University's long-range plan a bad deal for Santa Cruz all the way around

Jeffrey Charest
Santa Cruz Sentinel, 6/3/12

I am with Teach The Forest, a UC Santa Cruz student and Santa Cruz resident group opposing the UCSC Long Range Development Plan to build 3,000,000 square feet of new campus buildings on 240 acres of the upper campus currently designated as Natural Reserve land.

The LRDP must be approved by the Local Agency Formation Commission, whose mission, in part, is to "discourage urban sprawl" and "preserve open space and prime agricultural lands." Since 2005, LAFCO has repeatedly made UCSC amend the LRDP into a sustainable plan, and it still has not met LAFCO's conditions.

The UCSC administration maintains that this expansion is necessary. They claim they have no choice but to admit more students and would expand regardless; that the LRDP would have minimal impacts on local water supplies and environment; that the LRDP will prevent the estimated 2,000 to 3,000 extra students from flooding local rental markets; and that the LRDP will increase the availability of higher education to low-income students.

However, the university worked with the Santa Cruz City Council to incorporate the development area into the city Water Department in order to draw directly on city water resources. Though UCSC made payments to the city to offset costs as part of the water neutrality policy, if they go over their 206 million gallons per year allotment, the city itself will have to enact greater water-conservation measures, and residents will have to foot the bill.

The Community Water Coalition has cited plentiful research that shows that even in nondrought years Santa Cruz water supplies are stretched.
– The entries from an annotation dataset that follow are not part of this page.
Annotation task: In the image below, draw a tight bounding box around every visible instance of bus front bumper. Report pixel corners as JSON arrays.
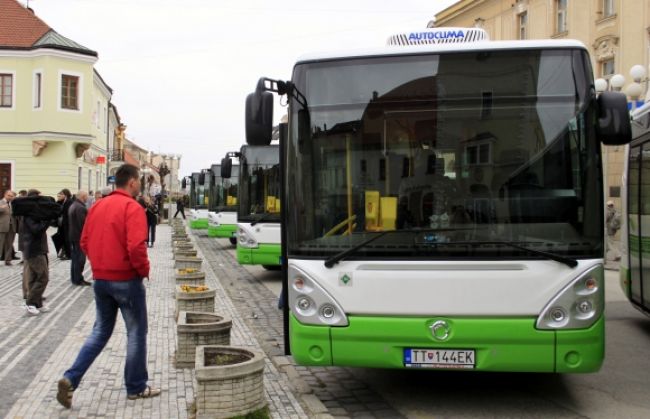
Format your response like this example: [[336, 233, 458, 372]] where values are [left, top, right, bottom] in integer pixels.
[[289, 314, 605, 373], [206, 224, 237, 238], [237, 243, 282, 266], [190, 218, 208, 230]]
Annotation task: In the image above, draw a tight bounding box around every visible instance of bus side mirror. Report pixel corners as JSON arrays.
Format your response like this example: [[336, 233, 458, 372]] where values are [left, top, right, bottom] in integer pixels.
[[298, 109, 311, 153], [596, 92, 632, 145], [245, 90, 273, 145], [221, 157, 232, 179]]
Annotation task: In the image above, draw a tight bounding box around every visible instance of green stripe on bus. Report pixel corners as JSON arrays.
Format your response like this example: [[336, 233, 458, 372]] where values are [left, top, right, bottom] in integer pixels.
[[208, 224, 237, 238], [237, 243, 282, 265], [190, 218, 208, 230], [289, 314, 605, 373]]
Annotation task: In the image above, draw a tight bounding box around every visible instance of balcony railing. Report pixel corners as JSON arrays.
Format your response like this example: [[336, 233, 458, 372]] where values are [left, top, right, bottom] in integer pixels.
[[108, 148, 124, 161]]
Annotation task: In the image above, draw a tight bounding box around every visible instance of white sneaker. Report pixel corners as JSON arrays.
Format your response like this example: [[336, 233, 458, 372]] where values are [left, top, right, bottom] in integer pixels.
[[25, 306, 41, 316]]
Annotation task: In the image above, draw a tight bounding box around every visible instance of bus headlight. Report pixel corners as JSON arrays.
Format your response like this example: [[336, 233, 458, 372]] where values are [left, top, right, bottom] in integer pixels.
[[536, 265, 605, 329], [289, 267, 348, 326], [237, 227, 257, 248]]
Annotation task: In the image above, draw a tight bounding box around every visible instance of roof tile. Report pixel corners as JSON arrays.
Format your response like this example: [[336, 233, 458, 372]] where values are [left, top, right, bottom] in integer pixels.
[[0, 0, 50, 48]]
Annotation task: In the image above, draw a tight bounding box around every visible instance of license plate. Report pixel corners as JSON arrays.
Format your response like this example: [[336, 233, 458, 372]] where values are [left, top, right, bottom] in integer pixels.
[[404, 349, 476, 369]]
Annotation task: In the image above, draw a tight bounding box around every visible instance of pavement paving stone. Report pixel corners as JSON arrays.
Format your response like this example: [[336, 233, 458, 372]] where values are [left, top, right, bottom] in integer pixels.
[[0, 225, 307, 419], [196, 235, 404, 418]]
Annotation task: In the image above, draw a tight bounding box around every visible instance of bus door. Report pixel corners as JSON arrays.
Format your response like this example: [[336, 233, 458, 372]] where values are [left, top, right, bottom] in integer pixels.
[[626, 141, 650, 308]]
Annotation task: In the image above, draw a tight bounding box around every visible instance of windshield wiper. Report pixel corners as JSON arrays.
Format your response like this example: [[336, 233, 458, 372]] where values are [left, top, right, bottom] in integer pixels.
[[431, 241, 578, 268], [251, 212, 269, 226], [325, 228, 471, 268]]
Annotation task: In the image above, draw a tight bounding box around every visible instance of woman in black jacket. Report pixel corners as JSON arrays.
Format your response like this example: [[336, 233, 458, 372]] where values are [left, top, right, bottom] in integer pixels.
[[144, 196, 158, 247]]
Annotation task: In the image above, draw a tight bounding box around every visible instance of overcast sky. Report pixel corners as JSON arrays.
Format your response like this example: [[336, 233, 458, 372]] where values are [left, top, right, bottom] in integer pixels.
[[29, 0, 456, 176]]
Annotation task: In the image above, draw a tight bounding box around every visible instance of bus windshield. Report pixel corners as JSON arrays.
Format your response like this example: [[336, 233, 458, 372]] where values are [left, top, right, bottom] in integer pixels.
[[210, 164, 239, 212], [237, 145, 280, 222], [286, 49, 603, 259]]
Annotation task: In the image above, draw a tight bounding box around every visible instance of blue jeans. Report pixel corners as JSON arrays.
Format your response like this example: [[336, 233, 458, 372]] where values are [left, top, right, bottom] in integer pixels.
[[63, 278, 149, 394], [70, 242, 86, 285]]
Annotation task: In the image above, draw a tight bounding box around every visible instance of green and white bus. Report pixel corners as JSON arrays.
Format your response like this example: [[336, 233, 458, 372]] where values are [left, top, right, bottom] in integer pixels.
[[208, 160, 239, 245], [619, 103, 650, 315], [189, 170, 210, 230], [246, 28, 630, 372], [237, 144, 282, 269]]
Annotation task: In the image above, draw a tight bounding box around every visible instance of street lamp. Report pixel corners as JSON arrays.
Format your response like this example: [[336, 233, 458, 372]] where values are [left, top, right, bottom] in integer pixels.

A drought of even two years would likely push it over its limits. This issue also forms one of the driving forces behind the push for the controversial desalination plant.

The LRDP will also destroy the natural seepage and water table of its site, affecting the neighborhoods around the university, some of which still rely on wells. Additionally it will destroy the habitat, home to various flora and fauna on the Federal Endangered Species list, an issue that has yet to be adequately addressed by the university.

Finally, in the midst of the UC system's fiscal crisis, the university has cut academic programs and positions, and made its students shoulder a large part of the financial burden. Yet it also will begin demolishing 199 family student housing units with no place to house these families until it completes the LRDP. To fund the plan, UCSC will have to go into debt at a time when it cannot fund important segments of its own academic programs, all in the name of growth.

UCSC "drew hints" at costly lawsuits against LAFCO when its own director moved to "require LAFCO review of future university growth plans," and worked with the Santa Cruz City Council to move the LRDP area outside of LAFCO's jurisdiction altogether. Essentially, UCSC wants to be able to expand without any oversight from, or accountability to the Santa Cruz community.

Teach The Forest urges all concerned Santa Cruz residents and students alike to attend the next LAFCO hearing at 10 a.m. on June 6 at the County Governmental center at 701 Ocean St., Room 525, and convince LAFCO to make UCSC rethink this project and develop a truly sustainable growth plan. Instead of destroying and draining existing economic, social, and environmental resources, why not reinvest in what it, and we, already have?

Jeffrey Charest is an undergraduate at UC Santa Cruz.